The trouble with the Missouri store is its location. It’s one building in from a busy corner, just like the Florida store, and has a beautiful wooded area behind it. The trouble is, the wooded area is more or less a campground for the homeless. I didn’t know this when I bought the building. To make matters worse, one of the kindly churches just beyond the wooded area hosts free meals for the indigent. Ah, to be a homeless person in that neighborhood.

You wake up in the morning (or, more likely, afternoon) to the smell of fresh coffee being brewed on a campfire in the woods, enjoy a little shot of whatever you’re on (I am totally naive on how this works), grab your backpack and trundle up the hill for your free lunch. You may or may not have doused the campfire, and it may or may not burn down the woods (and my building), but you are blissfully high and unaware. Not your problem.

After lunch, there’s nothing to do, so you head back through the woods and jump the creek, which lands you in my parking lot. You say hi to your friends (the ones who prefer to camp out behind my building so they can power up their cell phones from my exterior outlets and plan the next rendezvous with their supplier), and then you saunter into my shop to see what you can steal. It’s exhausting. For me.

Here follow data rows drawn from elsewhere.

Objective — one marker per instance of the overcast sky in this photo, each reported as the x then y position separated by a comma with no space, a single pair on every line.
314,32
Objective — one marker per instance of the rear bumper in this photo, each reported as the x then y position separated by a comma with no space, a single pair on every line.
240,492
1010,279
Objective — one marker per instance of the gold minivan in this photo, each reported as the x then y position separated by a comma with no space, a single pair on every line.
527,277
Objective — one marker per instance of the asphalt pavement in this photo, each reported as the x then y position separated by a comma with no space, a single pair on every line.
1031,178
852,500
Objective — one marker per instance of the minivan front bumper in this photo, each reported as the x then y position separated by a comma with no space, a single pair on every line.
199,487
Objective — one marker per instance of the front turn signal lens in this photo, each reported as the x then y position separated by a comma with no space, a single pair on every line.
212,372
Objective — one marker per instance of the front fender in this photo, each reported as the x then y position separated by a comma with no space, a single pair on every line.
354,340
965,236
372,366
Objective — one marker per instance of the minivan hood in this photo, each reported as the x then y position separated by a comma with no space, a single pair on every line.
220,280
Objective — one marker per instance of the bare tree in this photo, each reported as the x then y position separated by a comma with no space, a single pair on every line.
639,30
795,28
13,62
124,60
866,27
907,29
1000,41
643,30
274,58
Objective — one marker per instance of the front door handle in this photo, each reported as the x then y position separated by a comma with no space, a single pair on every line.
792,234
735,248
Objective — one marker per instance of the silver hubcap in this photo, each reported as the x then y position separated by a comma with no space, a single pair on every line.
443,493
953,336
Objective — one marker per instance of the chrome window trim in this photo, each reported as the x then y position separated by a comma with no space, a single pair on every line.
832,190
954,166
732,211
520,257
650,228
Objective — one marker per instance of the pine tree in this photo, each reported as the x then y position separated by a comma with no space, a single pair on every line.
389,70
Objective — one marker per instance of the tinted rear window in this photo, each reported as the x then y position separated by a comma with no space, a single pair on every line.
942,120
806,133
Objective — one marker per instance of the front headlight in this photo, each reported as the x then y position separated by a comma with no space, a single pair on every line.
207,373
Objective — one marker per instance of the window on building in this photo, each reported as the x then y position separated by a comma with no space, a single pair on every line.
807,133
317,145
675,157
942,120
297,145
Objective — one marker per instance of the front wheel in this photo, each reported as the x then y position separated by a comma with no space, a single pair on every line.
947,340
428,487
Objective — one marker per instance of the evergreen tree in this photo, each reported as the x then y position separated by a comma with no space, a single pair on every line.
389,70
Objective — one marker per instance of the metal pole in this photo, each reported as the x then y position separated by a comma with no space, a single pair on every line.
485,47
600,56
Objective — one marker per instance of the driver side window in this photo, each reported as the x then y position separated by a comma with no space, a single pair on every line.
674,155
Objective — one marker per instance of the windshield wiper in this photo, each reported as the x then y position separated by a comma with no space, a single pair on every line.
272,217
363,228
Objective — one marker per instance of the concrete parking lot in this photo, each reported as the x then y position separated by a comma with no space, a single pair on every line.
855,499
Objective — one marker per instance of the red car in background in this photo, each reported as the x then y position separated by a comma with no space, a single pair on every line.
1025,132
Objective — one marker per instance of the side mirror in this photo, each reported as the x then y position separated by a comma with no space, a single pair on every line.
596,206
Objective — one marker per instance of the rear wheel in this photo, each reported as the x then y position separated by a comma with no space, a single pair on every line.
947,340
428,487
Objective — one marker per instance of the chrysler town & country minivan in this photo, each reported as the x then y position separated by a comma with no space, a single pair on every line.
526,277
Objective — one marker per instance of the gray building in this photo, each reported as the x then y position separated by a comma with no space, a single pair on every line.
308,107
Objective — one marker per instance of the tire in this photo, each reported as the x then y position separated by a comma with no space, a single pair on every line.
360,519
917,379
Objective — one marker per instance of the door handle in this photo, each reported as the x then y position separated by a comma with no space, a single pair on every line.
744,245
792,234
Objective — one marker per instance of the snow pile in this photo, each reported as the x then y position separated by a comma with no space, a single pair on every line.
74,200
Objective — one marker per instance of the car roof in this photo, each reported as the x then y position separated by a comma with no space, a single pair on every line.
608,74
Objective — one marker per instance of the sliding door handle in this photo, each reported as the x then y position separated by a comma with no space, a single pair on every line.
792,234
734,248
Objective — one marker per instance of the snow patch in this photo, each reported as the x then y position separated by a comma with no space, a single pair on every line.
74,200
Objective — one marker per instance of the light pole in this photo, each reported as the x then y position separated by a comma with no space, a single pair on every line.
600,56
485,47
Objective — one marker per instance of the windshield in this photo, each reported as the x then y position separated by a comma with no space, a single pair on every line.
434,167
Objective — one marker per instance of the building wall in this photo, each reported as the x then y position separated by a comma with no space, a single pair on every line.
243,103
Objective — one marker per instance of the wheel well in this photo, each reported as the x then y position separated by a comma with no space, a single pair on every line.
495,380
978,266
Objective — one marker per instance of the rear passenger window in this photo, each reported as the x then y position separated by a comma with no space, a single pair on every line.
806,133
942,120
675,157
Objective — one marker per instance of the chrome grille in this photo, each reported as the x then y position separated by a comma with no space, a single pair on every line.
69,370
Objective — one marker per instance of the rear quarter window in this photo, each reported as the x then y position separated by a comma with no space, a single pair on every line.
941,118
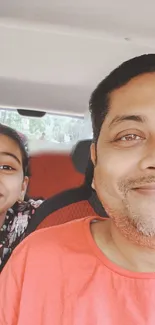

My job is to keep the exterior outlets turned off, pick up all the trash left behind my building (including two tents so far) and head these people off at the pass before they try to enter the store. If I don’t already know them by their faces, I can usually pick them out of the crowd by their clothes with lots and lots of pockets and the lingering smell of woodsmoke.

Sometimes they’re drunk or high and they pick a fight with someone, and I have to call the cops. When the police show up, their pockets are filled with my jewelry, lots of little goodies from the store next door, and maybe a crack pipe or two. The last one had 12 (yes, 12) outstanding warrants, and her boyfriend had been released from jail the day before. What better way to celebrate freedom than a trip to that sparkling clean, well-organized, cute-as-a-button antiques store down the road?

I’d be bitter, but my real customers are wonderful. Anyway, winter’s coming. Come on, snow!